If you're actually doing something like adding an exported file to srcs or something, that's quite a different solution design space.

But if you can put together a representative example of what you're trying to do, I suspect we can work out something reasonable!

This also feels related to https://github.com/bazelbuild/bazel/issues/19665 which is asking for something quite similar but for the --per_file_copt flag

novas0x2a commented 2 months ago

@jsharpe point taken about the prefix options (we'd prefer not to use them either). An important note is that includes don't work for externals either, because it appears to require that the paths are relative to the local package. Assuming the cc_library call is in //thirdparty/dog:BUILD:

@illicitonion we're doing the latter, adding an exported file to srcs. I'll try to come up with a more representative example. It'll probably still be lossy, but probably less lossy than the one I originally posted. (I was trying to come up with a version that'd be acceptable to add to //src/test/shell/bazel:cc_integration_test)

matt-sm commented 1 month ago

This is a more representative example: https://github.com/matt-sm/cc-library-repo

illicitonion commented 1 month ago

Thanks for the additional repro! To check, you are creating cc_library targets, just not in the external repo?

Assuming so, I think the key building block we'd want to improve is setting the includes attribute in that cc_library.

This change makes your code compile:

diff --git a/thirdparty/xxHash/BUILD.bazel b/thirdparty/xxHash/BUILD.bazel
index ba30ae9..83f9767 100644
--- a/thirdparty/xxHash/BUILD.bazel
+++ b/thirdparty/xxHash/BUILD.bazel
@@ -7,6 +7,7 @@ cc_library(
         "@xxHash//:xxhash.h",
     ],
     strip_include_prefix = "",
+    includes = ["../../external/xxHash"],
     visibility = ["//visibility:public"],
 )

The idea here is that the cc_library is responsible for propagating to its dependees the idea that its headers need to be included somehow. This feels like a reasonable place for this responsibility to live, just it's an ugly thing to express right now.
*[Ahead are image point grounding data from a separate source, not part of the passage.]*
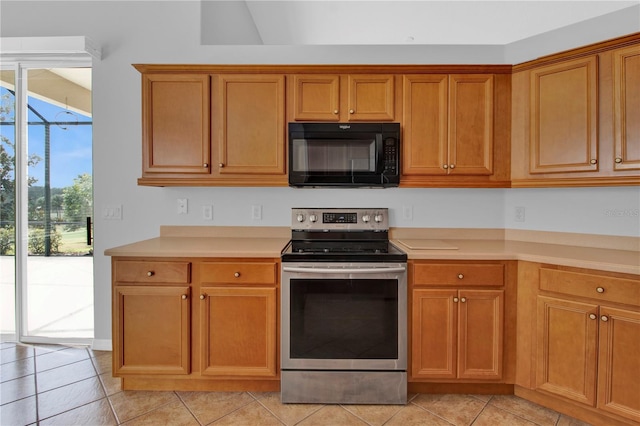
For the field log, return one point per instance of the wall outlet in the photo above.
(407, 212)
(182, 206)
(207, 212)
(256, 212)
(112, 212)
imo the two things that make this ugly are:

  1. Needing to compute a number of ../s to prefix to the path to read the execroot relative to the current package. An ugly workaround for this is a function like def up_to_execroot(): return "../" * len(native.package_name().split("/")) but ideally you wouldn't need to call this at all.
  2. Needing to hard-code the convention that repositories are made present in the execroot as"external/[repo-name]"
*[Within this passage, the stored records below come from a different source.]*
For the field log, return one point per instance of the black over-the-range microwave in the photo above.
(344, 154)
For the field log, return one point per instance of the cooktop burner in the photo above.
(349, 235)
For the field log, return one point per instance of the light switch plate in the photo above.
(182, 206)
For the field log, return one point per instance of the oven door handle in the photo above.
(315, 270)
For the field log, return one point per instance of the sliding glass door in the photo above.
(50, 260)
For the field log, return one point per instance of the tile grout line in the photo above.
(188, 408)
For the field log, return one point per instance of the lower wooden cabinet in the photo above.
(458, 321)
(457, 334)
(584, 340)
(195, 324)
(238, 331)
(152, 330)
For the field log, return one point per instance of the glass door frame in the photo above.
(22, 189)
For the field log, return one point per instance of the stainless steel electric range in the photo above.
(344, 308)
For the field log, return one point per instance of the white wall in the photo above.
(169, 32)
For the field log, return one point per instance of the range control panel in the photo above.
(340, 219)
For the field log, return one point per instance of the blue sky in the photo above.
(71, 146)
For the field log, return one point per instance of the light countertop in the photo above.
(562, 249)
I can imagine a few different ways this could look, but I imagine we could pretty reasonably make one of these two things work:

diff --git a/thirdparty/xxHash/BUILD.bazel b/thirdparty/xxHash/BUILD.bazel
index ba30ae9..83f9767 100644
--- a/thirdparty/xxHash/BUILD.bazel
+++ b/thirdparty/xxHash/BUILD.bazel
@@ -7,6 +7,7 @@ cc_library(
         "@xxHash//:xxhash.h",
     ],
     strip_include_prefix = "",
+    includes = ["."], # "." gets automatically expanded to an execpath-relative path to the current package - this is how includes = ["."] currently works within a repo, so making cross-repo aware seems reasonable
     visibility = ["//visibility:public"],
 )
diff --git a/thirdparty/xxHash/BUILD.bazel b/thirdparty/xxHash/BUILD.bazel
index ba30ae9..83f9767 100644
--- a/thirdparty/xxHash/BUILD.bazel
+++ b/thirdparty/xxHash/BUILD.bazel
@@ -7,6 +7,7 @@ cc_library(
         "@xxHash//:xxhash.h",
     ],
     strip_include_prefix = "",
+    includes = ["$(execdir .)"], # $(execdir) would act like $(execpath) but operate on a directory in the current package rather than a label. I've seen need for this elsewhere, e.g. when telling rules_foreign_cc and friends about include directories, e.g. https://github.com/bazelbuild/rules_rust/blob/dd7a6944a1a8d246e9c800b16e6bc35d49e07b80/examples/crate_universe/WORKSPACE.bazel#L673-L674
     visibility = ["//visibility:public"],
 )
matt-sm commented 1 month ago

Thanks so much for the response

you are creating cc_library targets, just not in the external repo

yes that's correct

The '../../' workaround will unblock us for now. And I like some of your ideas as to how this could be solved in Bazel.